E dormivo con la pelle che bruciava e restava coperta di malattie rare.

La pelle si ammala facilmente.
Lesione da pressione.
Ulcera.
Ustione.
Ragadi.
Fistole.
Ferite da taglio.
Ferite da punta.
Ferite lacere.
Ferite contuse.
Ferite lacero-contuse.
Ferite da arma da fuoco.
Contusione.
Abrasione.
Ecchimosi.
Ematoma.
Escoriazione.

Verruca.
Infiammazione purulenta.
Ascesso o Apostema.
Empiema.
Flemmone.
Patereccio.
Foruncolo.
Favo.
Idrosadenite.
Erisipela.
Cisti.
Cheloide.
Tumori.
Carcinoma.
Melanoma.
Adenoma.
Papilloma.
La favola dell’airone: c’era una volta un airone che si smarrì in una strada di campagna e venne
sciolto nell’acido.
La favola dell’ape: c’era una volta un’ape che rimase chiusa a chiave nel cassetto del vecchio
custode del cimitero e lì morì.
La favola della lepre: si fecondò da sola e mise al mondo un sosia.
La favola del filo d’erba: rimase schiacciato dalla merda del bue da qualche parte, nel Texas.
La favola del pavone: si sforzò troppo di aprir la coda nel tentativo di imitare il sole e morì d’ictus.
La favola del topo bianco: s’invaghì di un granello di polvere grigia e lo cercò per tutta la
soffitta…e continua ancora a cercare.

La favola delle anatre: un tempo furono soldati di bronzo, custodi di un tempio antico, che furono
massacrati da una tempesta di uova marce.
La favola del grillo parlante: un libro di sole pagine bianche da leggere, in silenzio.
La favola del bambino senza mani: le lavò troppo.
La favola del carro di burattini: ogni giorno rischia l’incendio e così tutte le storie raccontate furono
cantate col ferro e lo scudo.
La favola del martire: ci sono tanti modi per perdere la testa.
La favola della stella mattutina: un cane la ritrovò riflessa in una pozzanghera in cui, poi, venne a
lavarsi il sole.
La favola del cantante cieco: non si vede mai dove stia cantando e la sua voce paia venga dappertutto.
La favola del foglio di carta: qualcuno ci scrisse su la favola del foglio di carta.
La favola del cigno: ti trafisse il cuore per noia, sul lago ghiacciato, mentre ascoltava Tchaikovsky.
La favola del dolore: uno spillo sulla fronte.
La favola del volo: è vertigine.
La favola del vino: un odore d’alito amaro.
La favola del vaso d’argilla: si ruppe dopo la tempesta, per una distrazione delle mani.
Le mani:
ordine e misura del cosmo,
gioielli malati che imitano il vento,
voci frementi o ciglia troppo lunghe.
Sulle mani ho saputo ascoltare i primi suoni del tempo e dello spazio.
Sulle mie mani ho appeso mille e mille anelli nuziali.
Sulle stesse mani ho cantato la poesia più antica, per un esercito di sordomuti.
Ho spento le mani mentre leggevo il libro della stanchezza.
Ho sentito le mani vibrare col sangue per i movimenti incodizionati.
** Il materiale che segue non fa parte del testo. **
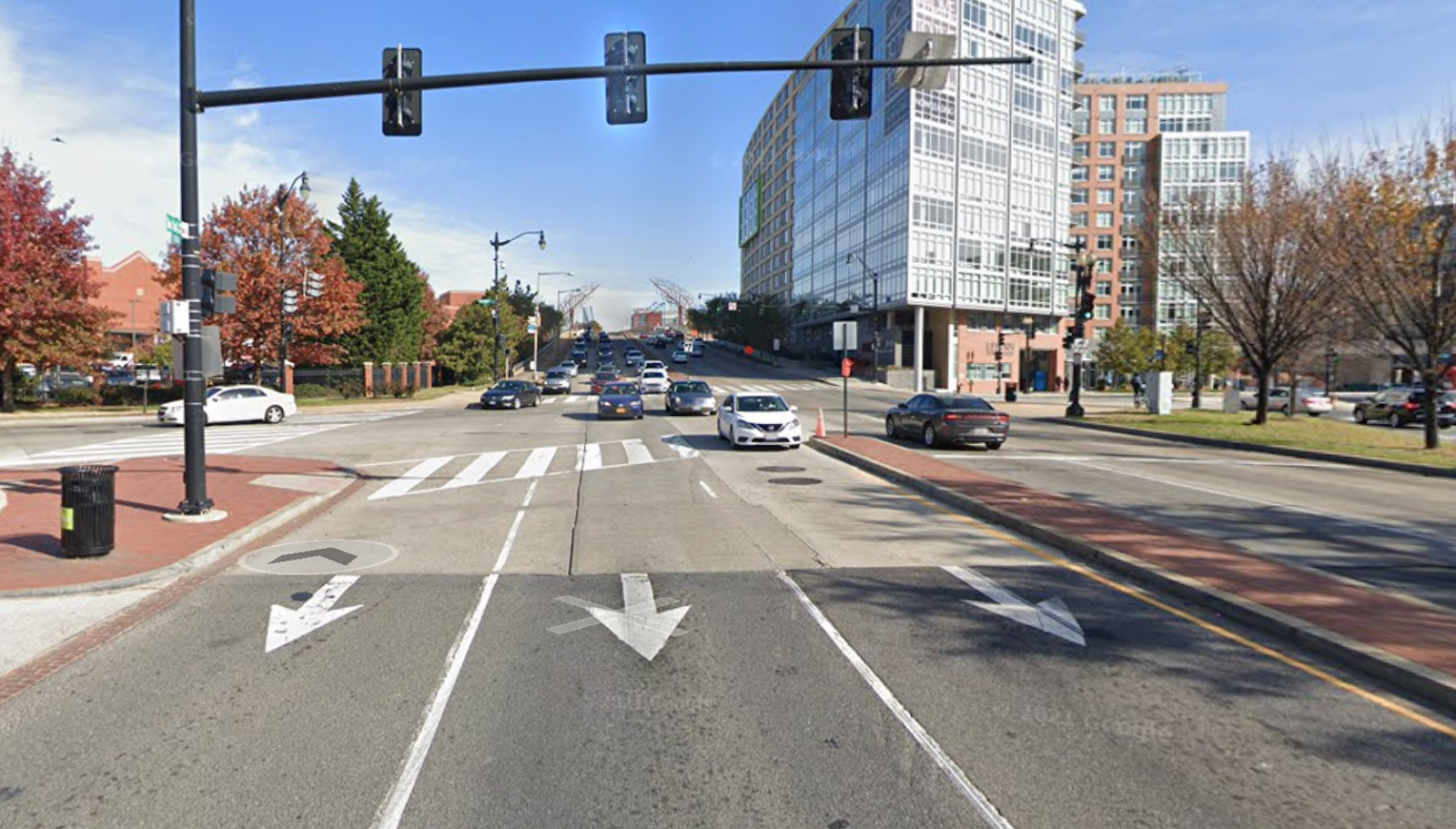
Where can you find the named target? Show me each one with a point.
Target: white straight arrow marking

E scatto con le dita, e blocco il
mondo e lo fermo per sempre, forse per ricordarlo spento e lontano. Ho tessuto un universo, con le
mani. Bianconero di stelle emerse dall’aria gelida o dal rimmel che sporca le ciglia. Sono veleni, le
dita. Ne ho sentito l’odore quando le unghie si sporcavano. Nella danza le dita si fanno parole.
Ricordo un’immagine: la regina del mare morto… una figura della danza Butho…e la spirale
inaspettata… un oceano di visioni di carta… il cavaliere abbandonato che cade ad ogni cespuglio di
fragole… Ci sono dei tramonti che non dimentico:
e piovono le carezze sul viso fermo della mia sposa
e piovono senza far rumore
ho paura di svegliare la mano che dorme al mio fianco
ho smarrito le carezze, da qualche parte…
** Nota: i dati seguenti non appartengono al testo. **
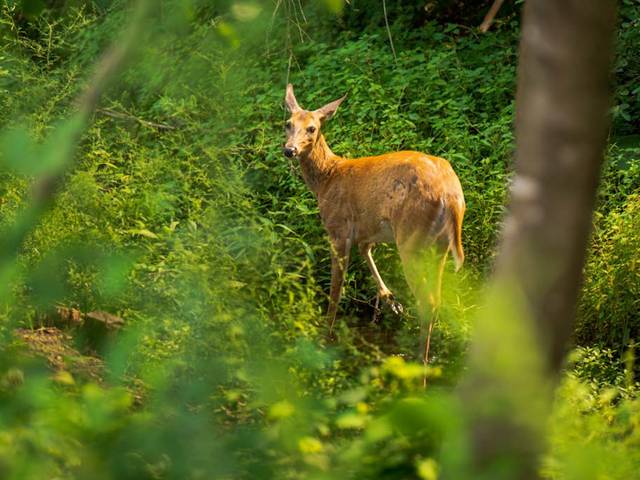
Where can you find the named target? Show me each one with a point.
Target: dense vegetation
(182, 217)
Le ricordo tutte, le carezze… mi legavano le mani e mi accarezzavano anche quando non ne avevo
voglia… ogni carezza aveva un nome…non ho mai saputo guardare il viso della persona che mi
accarezzava… avevo paura si sporcasse di eyeliner… le lasciavo fare… solitamente gettavo lo
sguardo da un’altra parte… non amavo guardare chi mi toccava. Per me le carezze erano un modo come un altro per ammazzare la noia. A volte mi fotografavo mentre qualcuno mi accarezzava il
seno… Di solito preferivo che fossero ragazze a farlo… ma poi col tempo le cose sono cambiate…
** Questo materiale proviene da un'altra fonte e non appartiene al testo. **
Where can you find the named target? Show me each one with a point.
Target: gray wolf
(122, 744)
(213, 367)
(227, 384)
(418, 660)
le mani degli uomini hanno forza, quelle delle ragazze sembrano ciglia, invece. Come se tante ciglia
mi stimolassero là dove sentivo meglio la forza e la morte. Certe mani le ricordo tutte… e ad ogni coppia davo un nome… lo stesso per entrambe le mani. Le mani sono gemelli separati dalla nascita
che si ritrovano allo scoccare delle carezze… Le carezze mi hanno insegnato a saper cercare l’angolazione giusta per lo scatto. Su ogni carezza lasciavo cadere i miei sguardi indiscreti.
L’obiettivo è come l’occhio interiore: ti lascia vedere ci che gli occhi non sentono. È strana la vista… tocca anche l’immateriale… per questo è più vicina al tatto. Se fotografi le mani che ti
toccano riesci a sentirti viva. Ogni carezza aveva uno scatto… Chi premeva troppo forte aveva scatti veloci e chi si muoveva delicatamente si meritava un trattamento diverso… l’obiettivo si muoveva sulla delicatezza come un occhio stanco cerca di vedere ci che accade anche da dietro i vetri opachi del sonno. Vaffanculo… quant’è rumoroso lo scatto… a volte dimentica anche i momenti più romantici. Si intrufola tra le mie gambe e mi sa prendere per davvero. È uno stupratore della domenica, a volte… (come se parlasse ad una bambina)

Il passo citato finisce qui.